Saturday, September 18, 2010

Land without fat (part 4)

Land ‘Without Fat’ is an article I wrote for a local leisure magazine exactly 3 years ago this month. For the hell of it I thought I’d take a look at it again....

 

Round trips: Travelling the Cape West Coast - Land ‘Without Fat’

Driving through Moorreesburg and Hopefield to Vredenburg you’ll notice that the prominent colours – of emerald green and wheat field gold – are slowly leaching out of the landscape as it becomes sparser, as the glare of white, especially as the day advances, becomes prominent. Sand, sea and sky meet here in a sometimes disorientating haziness. It’s also wilder and much more desolate than inland.

Although the Cape West Coast is at times alienating and foreign - emphasised by the dry Mediterranean climate and landscape - it’s typically off-beat South African and up until relatively recently, has remained devoid of crowds and the commercialism characteristic of South Africa’s urban areas and popular coasts.

And the pace here is much slower. Psychiatrist C. G. Jung once remarked, “Hurry is not of the Devil, it is the Devil.” If that’s the case, the Devil certainly doesn’t live on the West Coast...!

Here pervades a sense that life is more real (probably because along long this coast the seasons are hard and dramatic), that you’re somehow moving beyond the superficialities of our instant gratification culture. This is probably why the busy people of the world crave the open roads that take them to the heart of the country, or to its distant, most remote coastlines. In this case a far more arid, even desolate coastline.

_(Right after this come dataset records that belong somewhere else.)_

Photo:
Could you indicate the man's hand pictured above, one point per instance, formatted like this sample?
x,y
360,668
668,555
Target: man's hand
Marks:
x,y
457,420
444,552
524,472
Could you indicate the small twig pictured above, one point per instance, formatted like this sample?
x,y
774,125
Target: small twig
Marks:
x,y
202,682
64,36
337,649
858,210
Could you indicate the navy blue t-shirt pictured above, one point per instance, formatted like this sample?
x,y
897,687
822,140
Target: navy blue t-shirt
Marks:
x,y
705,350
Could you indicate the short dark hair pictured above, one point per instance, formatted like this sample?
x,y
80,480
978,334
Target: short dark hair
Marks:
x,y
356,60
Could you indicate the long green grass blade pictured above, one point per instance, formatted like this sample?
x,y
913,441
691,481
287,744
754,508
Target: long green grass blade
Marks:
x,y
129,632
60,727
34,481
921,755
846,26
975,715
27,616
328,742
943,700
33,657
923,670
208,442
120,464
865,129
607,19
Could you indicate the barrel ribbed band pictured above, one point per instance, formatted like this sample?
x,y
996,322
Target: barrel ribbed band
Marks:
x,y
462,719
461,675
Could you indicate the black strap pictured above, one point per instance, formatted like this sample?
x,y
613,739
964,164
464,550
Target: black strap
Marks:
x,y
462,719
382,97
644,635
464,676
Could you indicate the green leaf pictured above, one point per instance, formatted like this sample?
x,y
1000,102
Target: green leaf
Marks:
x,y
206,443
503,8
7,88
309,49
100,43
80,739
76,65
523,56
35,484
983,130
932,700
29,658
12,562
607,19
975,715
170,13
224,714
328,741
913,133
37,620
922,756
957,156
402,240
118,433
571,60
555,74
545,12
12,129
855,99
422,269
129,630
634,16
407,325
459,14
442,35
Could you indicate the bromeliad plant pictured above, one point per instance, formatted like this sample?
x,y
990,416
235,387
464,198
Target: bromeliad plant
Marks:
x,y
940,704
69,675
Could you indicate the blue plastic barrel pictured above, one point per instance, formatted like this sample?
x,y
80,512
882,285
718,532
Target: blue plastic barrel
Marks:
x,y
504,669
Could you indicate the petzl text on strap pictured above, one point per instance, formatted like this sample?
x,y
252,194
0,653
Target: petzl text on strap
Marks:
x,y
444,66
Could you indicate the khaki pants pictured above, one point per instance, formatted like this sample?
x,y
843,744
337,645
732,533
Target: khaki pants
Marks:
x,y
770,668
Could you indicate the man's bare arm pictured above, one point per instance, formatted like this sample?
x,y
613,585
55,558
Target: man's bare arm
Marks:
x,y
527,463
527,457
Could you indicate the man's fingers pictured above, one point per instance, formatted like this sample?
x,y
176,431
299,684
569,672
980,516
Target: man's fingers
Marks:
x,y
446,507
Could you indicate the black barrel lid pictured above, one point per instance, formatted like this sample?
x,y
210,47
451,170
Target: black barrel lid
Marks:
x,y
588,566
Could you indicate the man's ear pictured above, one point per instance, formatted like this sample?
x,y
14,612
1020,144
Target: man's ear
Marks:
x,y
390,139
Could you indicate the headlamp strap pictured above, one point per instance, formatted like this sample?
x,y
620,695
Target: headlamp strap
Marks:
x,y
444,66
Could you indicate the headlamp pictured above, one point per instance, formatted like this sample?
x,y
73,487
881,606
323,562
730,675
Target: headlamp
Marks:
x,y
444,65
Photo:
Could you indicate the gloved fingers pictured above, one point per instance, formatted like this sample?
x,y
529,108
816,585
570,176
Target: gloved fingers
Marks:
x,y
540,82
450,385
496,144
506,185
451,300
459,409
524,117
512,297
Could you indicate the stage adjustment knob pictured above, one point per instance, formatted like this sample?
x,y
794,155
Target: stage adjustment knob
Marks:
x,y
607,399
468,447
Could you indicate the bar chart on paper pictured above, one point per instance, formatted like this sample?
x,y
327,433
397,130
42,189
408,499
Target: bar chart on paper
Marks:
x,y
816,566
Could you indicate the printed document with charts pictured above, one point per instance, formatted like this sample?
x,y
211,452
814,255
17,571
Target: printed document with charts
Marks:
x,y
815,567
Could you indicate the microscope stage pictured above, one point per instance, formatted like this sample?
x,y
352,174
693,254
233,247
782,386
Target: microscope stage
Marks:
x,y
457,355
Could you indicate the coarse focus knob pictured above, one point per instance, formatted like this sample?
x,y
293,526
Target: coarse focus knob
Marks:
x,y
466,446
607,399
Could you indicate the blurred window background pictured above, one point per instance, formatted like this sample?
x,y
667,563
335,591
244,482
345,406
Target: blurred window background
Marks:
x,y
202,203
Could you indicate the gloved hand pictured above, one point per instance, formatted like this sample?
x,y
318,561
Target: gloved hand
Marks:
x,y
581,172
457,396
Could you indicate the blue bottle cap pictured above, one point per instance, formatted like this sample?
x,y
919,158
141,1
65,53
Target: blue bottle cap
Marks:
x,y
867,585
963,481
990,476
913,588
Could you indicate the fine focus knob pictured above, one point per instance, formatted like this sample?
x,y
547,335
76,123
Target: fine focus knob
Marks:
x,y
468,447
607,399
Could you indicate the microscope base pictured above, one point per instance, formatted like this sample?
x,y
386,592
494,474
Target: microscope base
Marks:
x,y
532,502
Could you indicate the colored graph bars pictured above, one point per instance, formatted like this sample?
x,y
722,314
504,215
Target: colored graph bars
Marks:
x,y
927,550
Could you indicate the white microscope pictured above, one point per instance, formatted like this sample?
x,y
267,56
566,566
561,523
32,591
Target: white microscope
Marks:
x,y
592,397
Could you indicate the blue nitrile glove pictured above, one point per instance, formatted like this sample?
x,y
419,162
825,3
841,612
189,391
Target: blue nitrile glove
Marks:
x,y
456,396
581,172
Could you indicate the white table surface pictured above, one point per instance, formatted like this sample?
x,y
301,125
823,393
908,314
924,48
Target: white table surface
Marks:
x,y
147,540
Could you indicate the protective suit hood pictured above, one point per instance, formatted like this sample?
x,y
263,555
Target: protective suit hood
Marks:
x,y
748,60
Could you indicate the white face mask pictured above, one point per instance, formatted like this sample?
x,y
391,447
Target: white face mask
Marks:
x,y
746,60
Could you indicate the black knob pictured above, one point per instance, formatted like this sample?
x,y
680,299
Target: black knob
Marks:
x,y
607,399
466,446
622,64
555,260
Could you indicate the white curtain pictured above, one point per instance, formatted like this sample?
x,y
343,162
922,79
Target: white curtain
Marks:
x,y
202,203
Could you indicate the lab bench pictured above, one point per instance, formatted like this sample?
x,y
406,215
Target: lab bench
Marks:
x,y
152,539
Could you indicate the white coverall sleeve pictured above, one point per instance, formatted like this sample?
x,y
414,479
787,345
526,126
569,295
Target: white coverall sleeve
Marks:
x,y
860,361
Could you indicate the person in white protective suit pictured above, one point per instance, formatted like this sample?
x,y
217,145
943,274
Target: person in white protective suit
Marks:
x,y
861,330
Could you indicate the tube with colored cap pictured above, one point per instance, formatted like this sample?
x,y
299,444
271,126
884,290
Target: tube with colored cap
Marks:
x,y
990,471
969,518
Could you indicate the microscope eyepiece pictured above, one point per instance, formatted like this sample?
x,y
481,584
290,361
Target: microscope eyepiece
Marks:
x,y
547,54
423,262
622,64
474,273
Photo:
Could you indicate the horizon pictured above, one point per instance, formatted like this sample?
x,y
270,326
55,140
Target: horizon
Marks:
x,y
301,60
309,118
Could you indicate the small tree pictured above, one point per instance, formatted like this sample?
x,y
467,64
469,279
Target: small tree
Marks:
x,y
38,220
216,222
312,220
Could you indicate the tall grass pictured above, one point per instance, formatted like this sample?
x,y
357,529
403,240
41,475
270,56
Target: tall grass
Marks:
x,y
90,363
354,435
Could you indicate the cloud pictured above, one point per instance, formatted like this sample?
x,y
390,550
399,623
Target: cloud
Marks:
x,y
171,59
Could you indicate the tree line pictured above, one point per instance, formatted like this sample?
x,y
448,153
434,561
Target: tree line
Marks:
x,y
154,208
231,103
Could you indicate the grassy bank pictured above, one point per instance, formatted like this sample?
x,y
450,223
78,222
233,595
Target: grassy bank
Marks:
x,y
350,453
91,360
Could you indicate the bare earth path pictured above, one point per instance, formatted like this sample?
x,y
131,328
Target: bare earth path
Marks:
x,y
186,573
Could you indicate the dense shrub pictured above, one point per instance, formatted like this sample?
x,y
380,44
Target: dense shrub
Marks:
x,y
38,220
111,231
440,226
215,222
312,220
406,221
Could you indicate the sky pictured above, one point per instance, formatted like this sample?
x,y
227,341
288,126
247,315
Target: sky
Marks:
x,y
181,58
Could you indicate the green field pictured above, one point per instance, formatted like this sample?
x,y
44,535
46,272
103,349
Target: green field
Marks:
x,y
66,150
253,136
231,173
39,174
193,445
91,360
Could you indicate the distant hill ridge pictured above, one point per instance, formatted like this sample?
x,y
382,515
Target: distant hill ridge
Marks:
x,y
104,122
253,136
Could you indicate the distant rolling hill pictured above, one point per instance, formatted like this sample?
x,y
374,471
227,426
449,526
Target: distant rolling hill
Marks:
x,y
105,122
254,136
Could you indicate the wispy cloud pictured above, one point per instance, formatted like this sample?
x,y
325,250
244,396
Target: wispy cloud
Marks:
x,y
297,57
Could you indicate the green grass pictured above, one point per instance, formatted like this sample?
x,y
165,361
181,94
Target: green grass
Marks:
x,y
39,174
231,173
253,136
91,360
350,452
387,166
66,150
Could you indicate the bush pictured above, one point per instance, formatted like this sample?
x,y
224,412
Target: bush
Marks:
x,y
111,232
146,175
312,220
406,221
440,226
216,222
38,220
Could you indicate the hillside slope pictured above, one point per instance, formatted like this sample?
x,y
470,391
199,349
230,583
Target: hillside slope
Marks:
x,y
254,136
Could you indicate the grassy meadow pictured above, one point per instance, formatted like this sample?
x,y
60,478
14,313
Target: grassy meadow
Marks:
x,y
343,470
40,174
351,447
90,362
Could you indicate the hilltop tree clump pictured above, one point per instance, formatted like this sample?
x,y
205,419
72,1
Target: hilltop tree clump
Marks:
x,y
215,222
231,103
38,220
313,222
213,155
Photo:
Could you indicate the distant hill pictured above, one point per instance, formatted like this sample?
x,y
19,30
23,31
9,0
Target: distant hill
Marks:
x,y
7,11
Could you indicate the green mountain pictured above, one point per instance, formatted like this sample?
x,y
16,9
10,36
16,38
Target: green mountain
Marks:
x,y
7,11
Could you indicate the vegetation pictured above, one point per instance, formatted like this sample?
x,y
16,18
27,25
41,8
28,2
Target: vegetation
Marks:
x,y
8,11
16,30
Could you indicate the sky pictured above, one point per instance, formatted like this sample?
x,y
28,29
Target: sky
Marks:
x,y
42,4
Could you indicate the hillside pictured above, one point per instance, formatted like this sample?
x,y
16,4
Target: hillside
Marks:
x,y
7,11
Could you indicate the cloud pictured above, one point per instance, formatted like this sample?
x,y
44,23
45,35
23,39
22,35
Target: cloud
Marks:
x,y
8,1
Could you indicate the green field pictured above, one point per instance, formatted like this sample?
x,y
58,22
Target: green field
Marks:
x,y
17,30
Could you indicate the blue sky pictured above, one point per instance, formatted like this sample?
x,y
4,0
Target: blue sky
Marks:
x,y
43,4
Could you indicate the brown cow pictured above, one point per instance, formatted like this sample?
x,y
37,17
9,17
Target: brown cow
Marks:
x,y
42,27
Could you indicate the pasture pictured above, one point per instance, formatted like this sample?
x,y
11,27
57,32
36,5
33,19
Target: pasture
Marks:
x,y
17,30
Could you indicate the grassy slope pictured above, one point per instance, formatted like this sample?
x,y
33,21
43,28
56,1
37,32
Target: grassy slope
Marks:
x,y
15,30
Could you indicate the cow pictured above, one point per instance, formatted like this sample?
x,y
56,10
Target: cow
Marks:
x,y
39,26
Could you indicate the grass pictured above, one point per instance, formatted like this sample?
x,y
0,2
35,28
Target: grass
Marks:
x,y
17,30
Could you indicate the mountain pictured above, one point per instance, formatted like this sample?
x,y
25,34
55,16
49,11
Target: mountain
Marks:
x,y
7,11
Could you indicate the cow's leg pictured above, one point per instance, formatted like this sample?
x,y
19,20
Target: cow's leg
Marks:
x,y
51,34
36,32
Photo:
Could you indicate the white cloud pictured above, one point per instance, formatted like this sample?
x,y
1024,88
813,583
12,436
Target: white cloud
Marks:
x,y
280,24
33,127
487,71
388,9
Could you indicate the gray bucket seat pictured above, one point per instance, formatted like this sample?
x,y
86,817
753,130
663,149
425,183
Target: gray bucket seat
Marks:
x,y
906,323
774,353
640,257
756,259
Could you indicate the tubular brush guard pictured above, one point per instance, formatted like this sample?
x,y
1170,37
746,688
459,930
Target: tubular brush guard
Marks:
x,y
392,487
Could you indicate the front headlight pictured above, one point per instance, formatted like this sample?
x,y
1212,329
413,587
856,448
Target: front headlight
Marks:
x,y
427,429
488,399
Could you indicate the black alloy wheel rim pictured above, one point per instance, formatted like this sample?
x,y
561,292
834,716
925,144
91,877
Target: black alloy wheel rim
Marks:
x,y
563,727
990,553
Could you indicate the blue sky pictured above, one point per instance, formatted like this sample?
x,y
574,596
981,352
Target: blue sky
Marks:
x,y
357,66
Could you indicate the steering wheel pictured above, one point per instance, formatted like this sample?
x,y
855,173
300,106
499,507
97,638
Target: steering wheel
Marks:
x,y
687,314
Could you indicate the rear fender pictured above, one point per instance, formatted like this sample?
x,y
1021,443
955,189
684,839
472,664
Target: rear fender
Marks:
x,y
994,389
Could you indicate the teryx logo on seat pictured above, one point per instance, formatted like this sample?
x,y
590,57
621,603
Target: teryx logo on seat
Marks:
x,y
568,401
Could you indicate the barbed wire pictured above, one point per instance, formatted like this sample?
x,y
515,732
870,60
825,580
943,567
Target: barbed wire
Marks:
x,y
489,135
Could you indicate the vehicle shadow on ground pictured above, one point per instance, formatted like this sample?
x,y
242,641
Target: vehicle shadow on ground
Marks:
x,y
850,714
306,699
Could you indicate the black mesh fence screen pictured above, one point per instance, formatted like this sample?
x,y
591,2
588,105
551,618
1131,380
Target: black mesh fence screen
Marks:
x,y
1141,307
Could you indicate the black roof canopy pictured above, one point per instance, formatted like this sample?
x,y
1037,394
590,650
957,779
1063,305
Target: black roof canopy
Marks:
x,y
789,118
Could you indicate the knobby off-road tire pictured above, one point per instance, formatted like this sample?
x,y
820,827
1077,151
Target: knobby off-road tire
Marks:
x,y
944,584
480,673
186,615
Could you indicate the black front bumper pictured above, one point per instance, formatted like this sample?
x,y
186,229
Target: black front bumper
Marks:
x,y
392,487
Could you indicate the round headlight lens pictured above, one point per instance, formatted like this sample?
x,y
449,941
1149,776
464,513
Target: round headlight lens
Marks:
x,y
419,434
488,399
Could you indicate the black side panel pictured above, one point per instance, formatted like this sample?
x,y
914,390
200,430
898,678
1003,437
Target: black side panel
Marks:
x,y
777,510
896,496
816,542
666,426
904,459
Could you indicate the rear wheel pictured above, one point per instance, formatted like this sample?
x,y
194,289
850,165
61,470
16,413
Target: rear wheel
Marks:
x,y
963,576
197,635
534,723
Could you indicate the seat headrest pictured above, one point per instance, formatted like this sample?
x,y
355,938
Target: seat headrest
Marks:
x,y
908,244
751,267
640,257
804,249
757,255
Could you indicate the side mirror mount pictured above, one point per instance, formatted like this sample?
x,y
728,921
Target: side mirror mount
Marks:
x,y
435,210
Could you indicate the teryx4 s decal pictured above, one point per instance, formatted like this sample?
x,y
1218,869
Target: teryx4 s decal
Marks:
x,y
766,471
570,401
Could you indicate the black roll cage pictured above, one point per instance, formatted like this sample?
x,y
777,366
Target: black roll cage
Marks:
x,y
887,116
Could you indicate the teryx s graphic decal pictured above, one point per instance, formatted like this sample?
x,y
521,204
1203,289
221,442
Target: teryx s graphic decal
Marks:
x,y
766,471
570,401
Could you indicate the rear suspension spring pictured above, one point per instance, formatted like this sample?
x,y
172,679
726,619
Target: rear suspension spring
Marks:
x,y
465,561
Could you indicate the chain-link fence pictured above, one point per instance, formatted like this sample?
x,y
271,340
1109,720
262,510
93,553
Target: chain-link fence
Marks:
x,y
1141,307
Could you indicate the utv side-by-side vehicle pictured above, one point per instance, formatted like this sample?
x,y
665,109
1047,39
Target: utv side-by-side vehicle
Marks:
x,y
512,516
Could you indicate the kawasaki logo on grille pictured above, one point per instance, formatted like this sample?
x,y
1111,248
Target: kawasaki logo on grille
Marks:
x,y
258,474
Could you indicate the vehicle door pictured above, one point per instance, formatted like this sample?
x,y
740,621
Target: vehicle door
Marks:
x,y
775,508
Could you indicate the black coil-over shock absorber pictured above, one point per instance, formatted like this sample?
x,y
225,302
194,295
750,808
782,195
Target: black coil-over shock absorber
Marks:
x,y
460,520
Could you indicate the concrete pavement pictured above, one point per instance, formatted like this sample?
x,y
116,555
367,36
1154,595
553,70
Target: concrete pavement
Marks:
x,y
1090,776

Just Blue, the tunicate taxonomy and marine invertebrate research website, explains that the distribution of fauna and flora around the southern African coast is a direct result of the influence of the different water masses that flow on the west and east coasts of the southern tip of Africa.

The powerful Agulhas current (one of the most powerful in the world) flows from the Mozambique channel down the east coast of Africa bringing warm water from the sub-tropics. North of East London the continental shelf is narrow and the warm water of the Agulhas current flows close inshore. The current is steadily pushed away from the coast as the continental shelf widens and the coastal waters become slightly cooler from East London to Port Elizabeth.

The Agulhas current then swings back some 300km offshore south of Cape Agulhas where the continental shelf is at its widest. The west coast of South Africa is influenced by north drifting cold water. Events of up-welling take place when surface waters is blown offshore and cold deep water moves to the surface near the coast.

This water is rich in nutrients and enables microscopic algae (phytoplankton) and macroscopic algae (seaweed) to grow and flourish. The west coast is thus characterised by its productivity and sustains large fisheries, in comparison to the less productive but more diverse east coast.